PRIDE: The 150 metre-high African Renaissance Monument in Dakar, Senegal, depicting an African family. The monument is taller than the Statue of Liberty and Brazil’s Christ The Redeemer statue combined

AFRICA IS recognised as the birthplace of humanity and some of the earliest civilisations such as Ancient Egypt.

It is the world’s second-largest continent, home to 54 countries speaking more than 2,000 languages among them, and boasts some of the largest quantities of crucial minerals such as copper, diamond, platinum, gold and bauxite, or aluminium ore.

Then, of course, is its oil supplies in Nigeria, Libya and Angola. Yet its international image is one of poverty, a continent in constant need of a whip-round from European benefactors – a tired portrayal that leaves Africans in and outside of the diaspora both frustrated and fatigued.

Sir Bob Geldof’s rebooted Band Aid 30 charity single, Do They Know It’s Christmas?, has reignited the debate on the thin line between what is patronising and what is empowering.

It is for this reason that the UK’s biggest-selling Afrobeats artist Fuse ODG made headlines when he revealed he turned down an invitation to feature on the record because it was “not in line” with his personal beliefs.


The chart-topping musician of Ghanaian descent has used his profile to champion This Is New Africa (TINA) – a movement he founded to showcase Africa as a vibrant and self-sufficient continent he is passionate about.

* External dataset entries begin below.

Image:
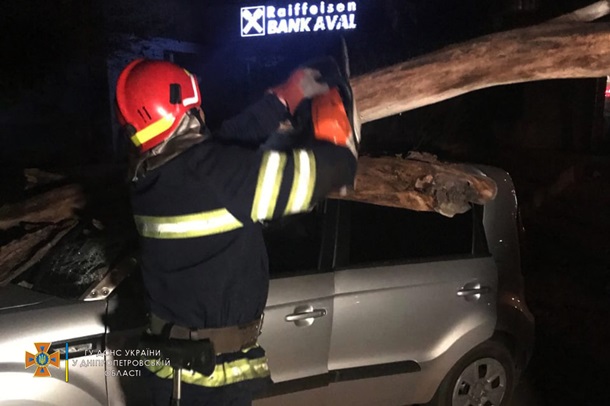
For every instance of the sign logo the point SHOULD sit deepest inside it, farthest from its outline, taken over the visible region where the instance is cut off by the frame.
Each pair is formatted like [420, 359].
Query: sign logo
[298, 17]
[42, 359]
[252, 21]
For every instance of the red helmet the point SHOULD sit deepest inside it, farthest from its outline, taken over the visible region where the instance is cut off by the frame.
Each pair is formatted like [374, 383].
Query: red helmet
[152, 96]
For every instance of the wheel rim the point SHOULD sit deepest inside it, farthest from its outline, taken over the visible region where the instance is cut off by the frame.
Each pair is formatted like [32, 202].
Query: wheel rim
[482, 383]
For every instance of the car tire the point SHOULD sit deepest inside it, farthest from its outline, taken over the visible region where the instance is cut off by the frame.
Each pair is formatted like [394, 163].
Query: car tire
[485, 376]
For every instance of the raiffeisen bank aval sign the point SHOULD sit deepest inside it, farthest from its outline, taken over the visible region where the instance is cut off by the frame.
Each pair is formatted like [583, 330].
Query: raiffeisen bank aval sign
[257, 21]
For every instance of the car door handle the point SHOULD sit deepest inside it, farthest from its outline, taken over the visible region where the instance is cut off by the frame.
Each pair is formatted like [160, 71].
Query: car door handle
[305, 315]
[473, 291]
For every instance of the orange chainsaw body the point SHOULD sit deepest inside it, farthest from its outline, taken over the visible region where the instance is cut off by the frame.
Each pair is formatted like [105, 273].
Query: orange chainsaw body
[330, 121]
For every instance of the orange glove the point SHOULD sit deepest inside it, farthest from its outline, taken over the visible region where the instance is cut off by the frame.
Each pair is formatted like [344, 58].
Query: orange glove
[331, 122]
[302, 84]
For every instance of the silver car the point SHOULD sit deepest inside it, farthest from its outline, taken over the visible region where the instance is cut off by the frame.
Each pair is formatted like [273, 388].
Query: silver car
[368, 305]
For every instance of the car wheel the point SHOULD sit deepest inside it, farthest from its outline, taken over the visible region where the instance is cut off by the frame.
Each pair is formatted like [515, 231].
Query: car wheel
[483, 377]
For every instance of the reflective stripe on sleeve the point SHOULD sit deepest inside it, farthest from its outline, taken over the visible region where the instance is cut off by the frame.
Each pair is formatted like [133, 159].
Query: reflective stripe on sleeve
[303, 182]
[268, 186]
[187, 226]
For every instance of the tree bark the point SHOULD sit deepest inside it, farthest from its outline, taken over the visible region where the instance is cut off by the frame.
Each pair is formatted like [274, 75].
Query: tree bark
[591, 12]
[545, 51]
[420, 182]
[50, 207]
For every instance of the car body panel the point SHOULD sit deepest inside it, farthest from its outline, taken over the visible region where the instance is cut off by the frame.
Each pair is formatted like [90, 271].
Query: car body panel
[54, 321]
[298, 351]
[390, 309]
[387, 332]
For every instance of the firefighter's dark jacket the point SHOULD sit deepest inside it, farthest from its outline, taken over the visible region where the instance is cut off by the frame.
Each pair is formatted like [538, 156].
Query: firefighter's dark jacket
[203, 255]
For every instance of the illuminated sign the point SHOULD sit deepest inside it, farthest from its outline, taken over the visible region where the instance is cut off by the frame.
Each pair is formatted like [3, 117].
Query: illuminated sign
[298, 17]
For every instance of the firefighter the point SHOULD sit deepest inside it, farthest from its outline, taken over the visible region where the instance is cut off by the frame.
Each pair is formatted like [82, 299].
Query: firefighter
[198, 201]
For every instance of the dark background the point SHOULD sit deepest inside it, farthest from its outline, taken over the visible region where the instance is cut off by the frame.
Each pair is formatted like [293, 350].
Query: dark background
[552, 136]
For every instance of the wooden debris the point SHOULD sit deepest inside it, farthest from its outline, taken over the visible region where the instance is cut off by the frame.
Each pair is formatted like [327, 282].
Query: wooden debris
[420, 182]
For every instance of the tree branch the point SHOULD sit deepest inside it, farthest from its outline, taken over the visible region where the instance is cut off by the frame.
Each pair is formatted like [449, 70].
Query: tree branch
[545, 51]
[592, 12]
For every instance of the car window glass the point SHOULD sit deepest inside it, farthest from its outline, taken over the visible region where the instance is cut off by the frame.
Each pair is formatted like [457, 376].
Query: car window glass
[381, 234]
[293, 242]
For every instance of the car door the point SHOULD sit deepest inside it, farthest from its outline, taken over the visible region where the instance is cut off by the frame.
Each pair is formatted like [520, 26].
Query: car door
[408, 285]
[299, 312]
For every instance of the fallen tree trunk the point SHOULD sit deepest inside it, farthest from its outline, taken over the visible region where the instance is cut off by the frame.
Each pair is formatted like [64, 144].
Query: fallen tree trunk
[49, 207]
[545, 51]
[420, 183]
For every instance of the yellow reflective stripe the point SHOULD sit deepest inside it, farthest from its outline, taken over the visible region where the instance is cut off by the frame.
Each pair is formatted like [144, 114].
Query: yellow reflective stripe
[187, 226]
[224, 374]
[303, 181]
[152, 130]
[268, 185]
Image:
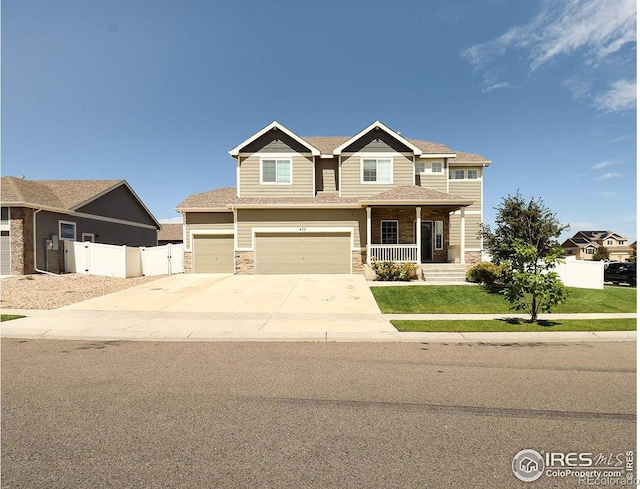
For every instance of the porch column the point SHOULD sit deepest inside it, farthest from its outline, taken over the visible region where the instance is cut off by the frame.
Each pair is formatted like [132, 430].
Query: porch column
[462, 235]
[419, 233]
[368, 234]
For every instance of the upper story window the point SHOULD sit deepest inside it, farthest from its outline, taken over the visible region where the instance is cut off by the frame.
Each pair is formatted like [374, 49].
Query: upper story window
[276, 170]
[389, 232]
[377, 170]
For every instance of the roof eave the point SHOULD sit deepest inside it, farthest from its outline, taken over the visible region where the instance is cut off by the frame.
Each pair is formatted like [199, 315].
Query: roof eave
[416, 151]
[274, 125]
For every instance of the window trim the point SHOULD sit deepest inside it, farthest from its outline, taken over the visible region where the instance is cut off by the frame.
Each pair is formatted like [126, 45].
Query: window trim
[276, 159]
[382, 233]
[377, 159]
[69, 223]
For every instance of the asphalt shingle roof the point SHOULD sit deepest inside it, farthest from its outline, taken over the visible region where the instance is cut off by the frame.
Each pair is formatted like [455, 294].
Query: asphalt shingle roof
[61, 194]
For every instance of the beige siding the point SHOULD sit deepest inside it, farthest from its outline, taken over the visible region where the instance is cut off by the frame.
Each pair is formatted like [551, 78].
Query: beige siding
[471, 189]
[303, 253]
[207, 221]
[302, 178]
[297, 218]
[213, 254]
[472, 226]
[351, 175]
[326, 175]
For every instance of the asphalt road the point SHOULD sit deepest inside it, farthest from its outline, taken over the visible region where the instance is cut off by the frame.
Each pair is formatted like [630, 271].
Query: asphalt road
[153, 414]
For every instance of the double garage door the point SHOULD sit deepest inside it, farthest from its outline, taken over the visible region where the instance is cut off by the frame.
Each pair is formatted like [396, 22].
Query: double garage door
[303, 253]
[277, 253]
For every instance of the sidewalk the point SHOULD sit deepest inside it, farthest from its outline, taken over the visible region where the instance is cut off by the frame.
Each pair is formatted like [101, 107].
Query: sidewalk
[202, 326]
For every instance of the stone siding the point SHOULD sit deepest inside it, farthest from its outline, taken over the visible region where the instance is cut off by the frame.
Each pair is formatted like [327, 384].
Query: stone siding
[21, 231]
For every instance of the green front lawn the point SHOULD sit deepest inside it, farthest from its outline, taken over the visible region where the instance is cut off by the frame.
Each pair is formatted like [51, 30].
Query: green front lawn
[498, 325]
[468, 299]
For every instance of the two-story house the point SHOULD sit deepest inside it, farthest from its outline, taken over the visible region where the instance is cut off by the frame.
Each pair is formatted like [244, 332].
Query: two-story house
[584, 244]
[331, 204]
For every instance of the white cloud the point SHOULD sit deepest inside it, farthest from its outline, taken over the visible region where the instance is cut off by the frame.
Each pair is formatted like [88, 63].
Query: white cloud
[609, 176]
[621, 96]
[603, 164]
[593, 30]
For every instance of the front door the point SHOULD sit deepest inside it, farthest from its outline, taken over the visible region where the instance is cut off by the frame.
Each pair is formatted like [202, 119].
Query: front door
[426, 242]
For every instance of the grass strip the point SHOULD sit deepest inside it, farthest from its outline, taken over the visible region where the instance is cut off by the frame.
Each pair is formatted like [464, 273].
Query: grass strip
[467, 299]
[514, 325]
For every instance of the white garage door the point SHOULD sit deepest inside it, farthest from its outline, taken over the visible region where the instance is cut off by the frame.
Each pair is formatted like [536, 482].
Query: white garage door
[303, 253]
[213, 254]
[5, 253]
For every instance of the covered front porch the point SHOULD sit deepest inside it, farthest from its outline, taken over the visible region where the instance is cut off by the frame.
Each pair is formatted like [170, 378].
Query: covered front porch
[417, 234]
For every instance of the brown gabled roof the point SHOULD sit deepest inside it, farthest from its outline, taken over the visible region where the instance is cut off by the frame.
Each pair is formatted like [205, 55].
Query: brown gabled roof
[213, 199]
[327, 144]
[225, 198]
[60, 194]
[413, 194]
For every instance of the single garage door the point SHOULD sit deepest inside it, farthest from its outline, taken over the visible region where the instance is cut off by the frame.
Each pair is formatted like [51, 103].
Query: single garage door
[5, 253]
[213, 253]
[303, 253]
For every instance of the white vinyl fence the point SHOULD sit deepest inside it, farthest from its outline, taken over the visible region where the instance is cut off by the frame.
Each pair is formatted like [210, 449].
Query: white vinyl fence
[122, 261]
[163, 260]
[584, 274]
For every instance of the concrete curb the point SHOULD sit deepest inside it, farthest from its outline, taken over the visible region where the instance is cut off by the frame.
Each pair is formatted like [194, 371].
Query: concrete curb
[163, 326]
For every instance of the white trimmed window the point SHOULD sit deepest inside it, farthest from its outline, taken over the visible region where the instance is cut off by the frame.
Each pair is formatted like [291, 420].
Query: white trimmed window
[389, 232]
[277, 170]
[67, 230]
[439, 235]
[377, 170]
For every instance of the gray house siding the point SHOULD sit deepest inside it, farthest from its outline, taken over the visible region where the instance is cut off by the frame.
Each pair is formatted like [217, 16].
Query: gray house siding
[120, 203]
[104, 232]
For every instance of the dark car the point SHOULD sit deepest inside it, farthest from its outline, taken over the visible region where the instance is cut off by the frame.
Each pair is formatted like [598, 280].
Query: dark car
[621, 272]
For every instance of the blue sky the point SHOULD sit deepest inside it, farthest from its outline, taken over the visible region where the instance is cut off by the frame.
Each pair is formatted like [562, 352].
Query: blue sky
[157, 92]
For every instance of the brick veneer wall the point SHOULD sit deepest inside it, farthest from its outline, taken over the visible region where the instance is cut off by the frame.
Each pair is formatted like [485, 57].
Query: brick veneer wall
[21, 230]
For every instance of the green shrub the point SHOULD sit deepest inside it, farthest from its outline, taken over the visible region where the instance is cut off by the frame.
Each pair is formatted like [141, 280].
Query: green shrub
[395, 272]
[486, 273]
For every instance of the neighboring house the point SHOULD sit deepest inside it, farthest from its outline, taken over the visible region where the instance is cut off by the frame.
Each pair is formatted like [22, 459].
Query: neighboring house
[584, 244]
[39, 216]
[331, 204]
[170, 233]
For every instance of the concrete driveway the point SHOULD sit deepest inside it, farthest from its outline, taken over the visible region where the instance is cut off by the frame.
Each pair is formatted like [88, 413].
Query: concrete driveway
[222, 293]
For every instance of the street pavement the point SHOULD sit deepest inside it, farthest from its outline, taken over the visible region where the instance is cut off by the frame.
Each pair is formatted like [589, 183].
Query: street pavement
[307, 415]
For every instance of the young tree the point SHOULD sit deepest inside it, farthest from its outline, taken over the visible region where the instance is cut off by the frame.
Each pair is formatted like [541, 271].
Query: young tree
[525, 241]
[601, 254]
[531, 222]
[534, 286]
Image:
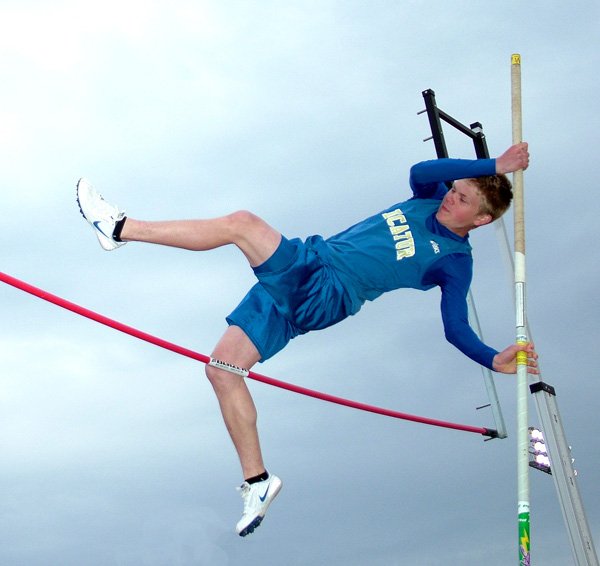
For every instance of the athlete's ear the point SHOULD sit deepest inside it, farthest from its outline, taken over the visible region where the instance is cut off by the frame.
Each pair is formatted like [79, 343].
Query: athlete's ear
[482, 219]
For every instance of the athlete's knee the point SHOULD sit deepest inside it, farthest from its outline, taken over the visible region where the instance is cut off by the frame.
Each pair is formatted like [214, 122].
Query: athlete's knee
[243, 222]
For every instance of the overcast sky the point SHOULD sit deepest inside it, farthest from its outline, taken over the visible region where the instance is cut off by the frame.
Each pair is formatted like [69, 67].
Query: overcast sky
[113, 451]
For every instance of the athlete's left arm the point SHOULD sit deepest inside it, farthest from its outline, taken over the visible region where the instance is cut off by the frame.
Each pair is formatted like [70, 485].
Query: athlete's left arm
[428, 177]
[453, 274]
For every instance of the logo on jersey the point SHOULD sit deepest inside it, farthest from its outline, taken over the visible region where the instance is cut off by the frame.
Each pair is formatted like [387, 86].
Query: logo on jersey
[400, 230]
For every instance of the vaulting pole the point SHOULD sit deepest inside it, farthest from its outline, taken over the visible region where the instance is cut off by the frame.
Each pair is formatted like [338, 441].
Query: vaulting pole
[521, 336]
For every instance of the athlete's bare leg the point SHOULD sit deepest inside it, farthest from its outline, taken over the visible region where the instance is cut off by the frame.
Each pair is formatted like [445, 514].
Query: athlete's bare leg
[237, 406]
[252, 235]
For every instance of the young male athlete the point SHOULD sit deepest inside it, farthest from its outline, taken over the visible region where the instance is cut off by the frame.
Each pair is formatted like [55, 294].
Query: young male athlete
[302, 286]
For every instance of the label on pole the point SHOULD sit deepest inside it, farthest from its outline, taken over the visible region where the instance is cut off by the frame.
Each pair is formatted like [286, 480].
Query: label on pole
[524, 550]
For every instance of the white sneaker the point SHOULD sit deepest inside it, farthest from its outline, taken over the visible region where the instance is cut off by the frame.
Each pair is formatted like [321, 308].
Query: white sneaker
[101, 215]
[257, 498]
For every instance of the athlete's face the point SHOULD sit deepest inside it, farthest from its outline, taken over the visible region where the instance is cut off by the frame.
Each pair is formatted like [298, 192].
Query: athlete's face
[460, 209]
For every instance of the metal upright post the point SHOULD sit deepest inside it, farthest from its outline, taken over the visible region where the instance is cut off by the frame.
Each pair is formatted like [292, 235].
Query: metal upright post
[564, 475]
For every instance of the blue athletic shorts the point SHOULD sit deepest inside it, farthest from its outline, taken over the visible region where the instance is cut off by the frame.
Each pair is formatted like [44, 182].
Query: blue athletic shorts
[298, 290]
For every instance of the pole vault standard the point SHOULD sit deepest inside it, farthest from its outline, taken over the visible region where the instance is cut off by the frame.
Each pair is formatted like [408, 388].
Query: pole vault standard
[521, 332]
[40, 293]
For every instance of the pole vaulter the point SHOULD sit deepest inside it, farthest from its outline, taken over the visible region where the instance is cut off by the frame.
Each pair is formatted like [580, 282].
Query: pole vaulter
[40, 293]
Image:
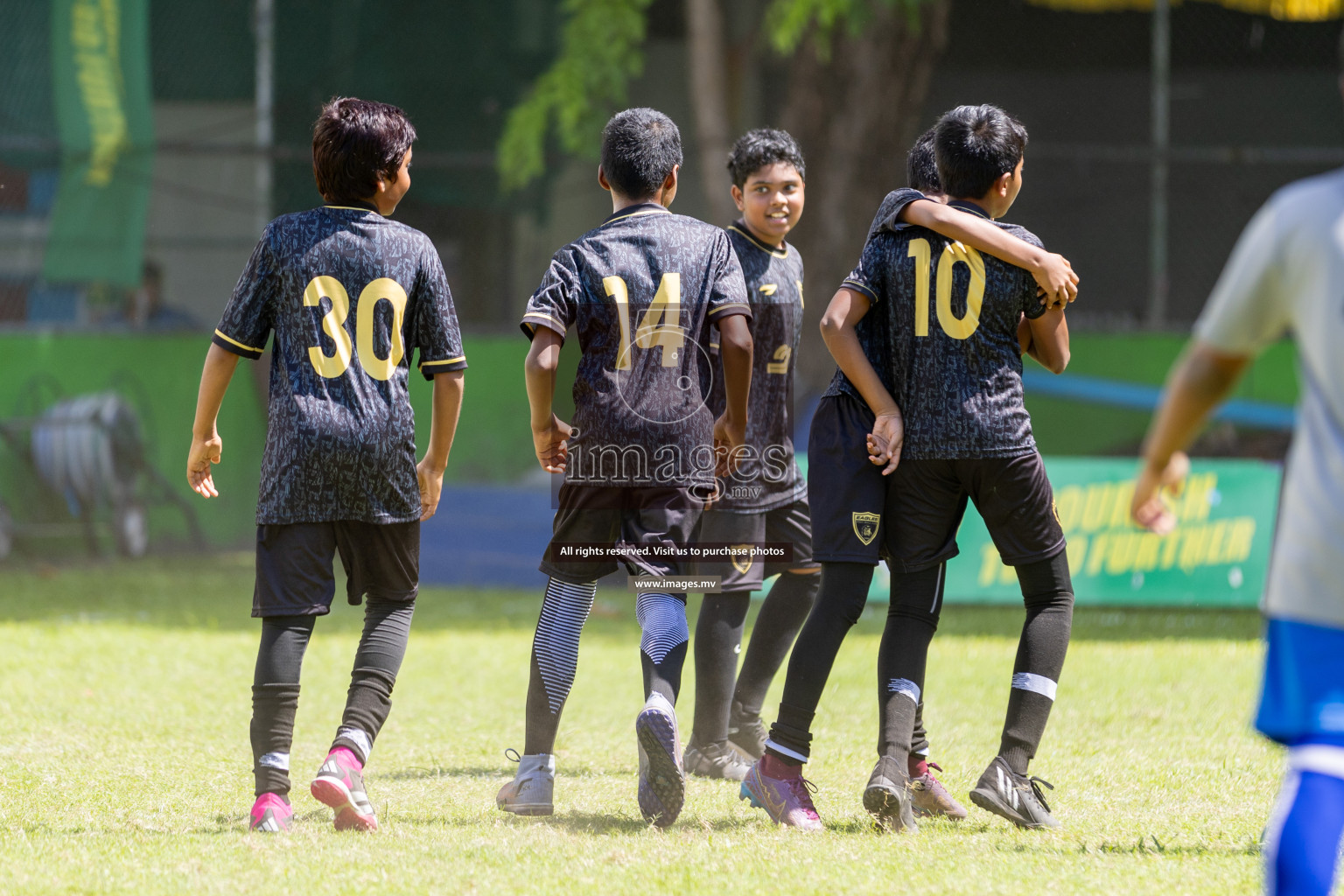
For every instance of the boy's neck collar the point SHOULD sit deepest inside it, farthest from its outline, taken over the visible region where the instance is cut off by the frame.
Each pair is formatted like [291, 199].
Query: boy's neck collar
[363, 205]
[970, 206]
[647, 207]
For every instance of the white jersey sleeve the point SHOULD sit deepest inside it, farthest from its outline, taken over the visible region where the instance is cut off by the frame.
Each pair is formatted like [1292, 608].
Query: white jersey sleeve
[1249, 308]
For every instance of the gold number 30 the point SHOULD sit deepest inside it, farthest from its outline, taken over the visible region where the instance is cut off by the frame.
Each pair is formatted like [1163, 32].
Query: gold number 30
[333, 324]
[953, 253]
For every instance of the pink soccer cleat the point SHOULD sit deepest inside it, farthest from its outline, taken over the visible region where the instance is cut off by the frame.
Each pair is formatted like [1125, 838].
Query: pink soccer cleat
[787, 800]
[272, 815]
[340, 785]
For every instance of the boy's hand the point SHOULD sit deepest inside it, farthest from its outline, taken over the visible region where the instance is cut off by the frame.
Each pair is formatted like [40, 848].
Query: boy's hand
[551, 451]
[889, 433]
[202, 454]
[431, 485]
[1148, 508]
[729, 436]
[1057, 281]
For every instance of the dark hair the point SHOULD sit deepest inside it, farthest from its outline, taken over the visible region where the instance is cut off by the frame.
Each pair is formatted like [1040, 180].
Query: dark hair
[922, 167]
[975, 145]
[640, 148]
[760, 148]
[354, 143]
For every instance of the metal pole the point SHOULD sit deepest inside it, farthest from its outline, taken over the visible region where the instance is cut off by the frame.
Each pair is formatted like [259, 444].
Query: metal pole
[1161, 52]
[263, 27]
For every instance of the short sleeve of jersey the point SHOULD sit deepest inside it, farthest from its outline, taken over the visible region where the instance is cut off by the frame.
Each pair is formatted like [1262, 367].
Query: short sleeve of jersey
[246, 324]
[889, 213]
[1248, 308]
[870, 276]
[556, 301]
[729, 289]
[433, 326]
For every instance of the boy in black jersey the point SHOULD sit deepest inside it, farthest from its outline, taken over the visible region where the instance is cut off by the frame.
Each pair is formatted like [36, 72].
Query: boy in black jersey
[641, 290]
[765, 499]
[977, 376]
[350, 294]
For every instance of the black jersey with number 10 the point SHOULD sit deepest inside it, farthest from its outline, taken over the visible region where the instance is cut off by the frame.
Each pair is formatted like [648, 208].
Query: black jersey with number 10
[641, 291]
[350, 294]
[953, 363]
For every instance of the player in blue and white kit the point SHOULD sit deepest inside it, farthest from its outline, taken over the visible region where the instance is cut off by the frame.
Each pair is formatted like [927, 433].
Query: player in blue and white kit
[1285, 276]
[350, 298]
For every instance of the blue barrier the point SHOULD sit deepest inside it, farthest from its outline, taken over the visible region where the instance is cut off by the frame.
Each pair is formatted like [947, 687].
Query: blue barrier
[1263, 416]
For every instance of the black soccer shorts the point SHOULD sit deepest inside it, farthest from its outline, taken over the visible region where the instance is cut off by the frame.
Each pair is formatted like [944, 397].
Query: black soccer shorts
[634, 522]
[928, 499]
[847, 491]
[789, 524]
[295, 574]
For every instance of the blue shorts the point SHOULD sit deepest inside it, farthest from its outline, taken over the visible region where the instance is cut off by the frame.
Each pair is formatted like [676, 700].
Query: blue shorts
[1303, 699]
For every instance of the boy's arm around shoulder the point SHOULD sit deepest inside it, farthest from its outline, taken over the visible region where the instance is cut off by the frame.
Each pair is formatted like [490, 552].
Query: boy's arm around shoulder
[1053, 271]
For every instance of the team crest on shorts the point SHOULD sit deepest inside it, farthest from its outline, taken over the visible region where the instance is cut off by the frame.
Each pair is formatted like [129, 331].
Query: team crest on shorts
[865, 526]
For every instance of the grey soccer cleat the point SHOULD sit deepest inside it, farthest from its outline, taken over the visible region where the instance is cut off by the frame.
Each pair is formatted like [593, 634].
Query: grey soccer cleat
[533, 788]
[932, 798]
[662, 780]
[1013, 797]
[714, 760]
[889, 795]
[746, 732]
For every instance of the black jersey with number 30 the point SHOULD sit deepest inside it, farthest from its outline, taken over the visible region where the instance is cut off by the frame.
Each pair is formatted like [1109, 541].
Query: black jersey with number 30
[641, 291]
[953, 361]
[350, 294]
[767, 476]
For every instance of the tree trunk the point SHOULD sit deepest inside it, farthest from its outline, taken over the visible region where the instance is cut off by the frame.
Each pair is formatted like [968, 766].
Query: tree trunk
[709, 98]
[855, 117]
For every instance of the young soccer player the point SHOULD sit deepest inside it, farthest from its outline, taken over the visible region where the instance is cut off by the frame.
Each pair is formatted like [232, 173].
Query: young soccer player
[641, 290]
[350, 294]
[765, 499]
[1285, 274]
[967, 437]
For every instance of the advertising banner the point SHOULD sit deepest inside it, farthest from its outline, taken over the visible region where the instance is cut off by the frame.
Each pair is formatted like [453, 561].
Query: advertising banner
[100, 69]
[1216, 556]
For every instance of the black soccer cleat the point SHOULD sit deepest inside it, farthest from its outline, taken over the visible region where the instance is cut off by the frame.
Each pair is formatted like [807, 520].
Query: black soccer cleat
[1013, 797]
[887, 795]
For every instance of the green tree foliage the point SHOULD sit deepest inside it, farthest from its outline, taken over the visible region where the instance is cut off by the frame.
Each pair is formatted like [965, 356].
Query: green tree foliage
[601, 50]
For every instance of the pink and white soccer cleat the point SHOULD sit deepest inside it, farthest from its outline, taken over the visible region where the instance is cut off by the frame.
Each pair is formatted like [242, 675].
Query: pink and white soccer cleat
[340, 785]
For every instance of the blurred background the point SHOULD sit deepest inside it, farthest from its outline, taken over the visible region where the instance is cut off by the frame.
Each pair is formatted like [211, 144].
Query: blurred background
[145, 143]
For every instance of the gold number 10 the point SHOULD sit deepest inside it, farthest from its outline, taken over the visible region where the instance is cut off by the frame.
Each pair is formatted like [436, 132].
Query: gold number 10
[953, 253]
[660, 326]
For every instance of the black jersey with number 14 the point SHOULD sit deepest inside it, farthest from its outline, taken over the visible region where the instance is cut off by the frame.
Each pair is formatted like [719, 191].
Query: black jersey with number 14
[641, 291]
[953, 361]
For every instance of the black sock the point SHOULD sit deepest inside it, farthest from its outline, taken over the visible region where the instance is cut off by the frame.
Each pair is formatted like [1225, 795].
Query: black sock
[844, 592]
[382, 645]
[777, 626]
[912, 621]
[718, 639]
[556, 660]
[1048, 594]
[276, 699]
[663, 641]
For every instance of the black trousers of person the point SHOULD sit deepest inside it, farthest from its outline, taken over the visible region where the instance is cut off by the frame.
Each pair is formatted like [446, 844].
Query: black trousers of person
[382, 645]
[912, 622]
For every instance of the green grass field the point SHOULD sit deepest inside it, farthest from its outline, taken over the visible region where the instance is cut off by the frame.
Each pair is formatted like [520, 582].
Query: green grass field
[124, 760]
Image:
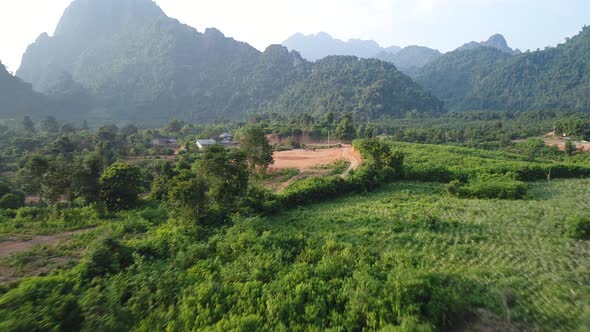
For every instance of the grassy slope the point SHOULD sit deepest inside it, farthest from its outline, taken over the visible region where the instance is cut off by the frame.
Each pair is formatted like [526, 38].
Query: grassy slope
[514, 250]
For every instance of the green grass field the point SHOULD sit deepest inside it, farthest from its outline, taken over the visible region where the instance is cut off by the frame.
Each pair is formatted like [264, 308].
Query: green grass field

Though acknowledging Geldof’s heart may be in the right place, he said: “He approached me about being on the Band Aid song, however upon receiving the proposed lyrics, I felt the message…was not in line with the message of the New Africa movement.”

Fuse added: “After some consideration, I spoke with Geldof and informed him I would be unable to attend the studio session. Sir Bob Geldof respectfully acknowledged my decision.”

In a previous interview with The Voice, Fuse explained: “TINA sheds light on Africa in a positive way and focuses on how we can improve Africa. It’s not about just plying your talents in the Western world; it’s about going back home and helping…It’s on us to make noise about the good things that happen and spread the word.”


In an open letter from Race Equality: In Music Industry – signed by academic Dr Robbie Shilliam and Hugh Francis, chair of UK Black Music, among others – revealed others had concerns about the single.

It noted: “While this is not a personal attack on Geldof, the reality is that for all the good intentions of the Band Aid 30 project to help Africans, what many within the African British and black music communities see from the published lineup is another form of Eurocentrism – the European off to help the African, without engagement with African musicians in Britain, let alone on the African continent.”


A recent report commissioned by Health Poverty Action, entitled Honest Accounts: The true story of Africa’s billion dollar losses, attempted to shed new light on the “flawed” idea that Western nations are constantly aiding Africa when in fact “it is Africa that is aiding the rest of the world”.

Director Martin Drewry said: “This report – looking at the amount Africa loses to the rest of the world, in comparison with what it receives in aid and other inflows – is a response to a growing unease we have at Health Poverty Action that the UK public is not hearing the truth about our financial relationship with Africa.

“The truth is that rich nations take much more from Africa than they give in aid – including through tax dodging, debt repayments, brain drain, and the unfair costs of climate change – all of which rich nations benefit from.”


It estimated that while $134 billion flows into the continent predominantly in the form of loans, foreign investment and aid, $192 billion is generated through Africa’s natural resources, but lines the pockets of foreign companies or goes to pay off global debt.

The report noted: “For years the British public have been asked to donate money to Africa, yet the end to poverty is nowhere in sight….It is time for the British government, politicians, the media, and NGOs ourselves to stop misrepresenting our ‘generosity’ and take action to tackle the real causes of poverty.

“This includes urgent government action to close down the UK’s network of tax havens; an end to the plundering of African resources by multinational companies; an end to ‘aid’ as loans and greater transparency and accountability in all other loan agreements; and ambitious and far-reaching climate change targets.”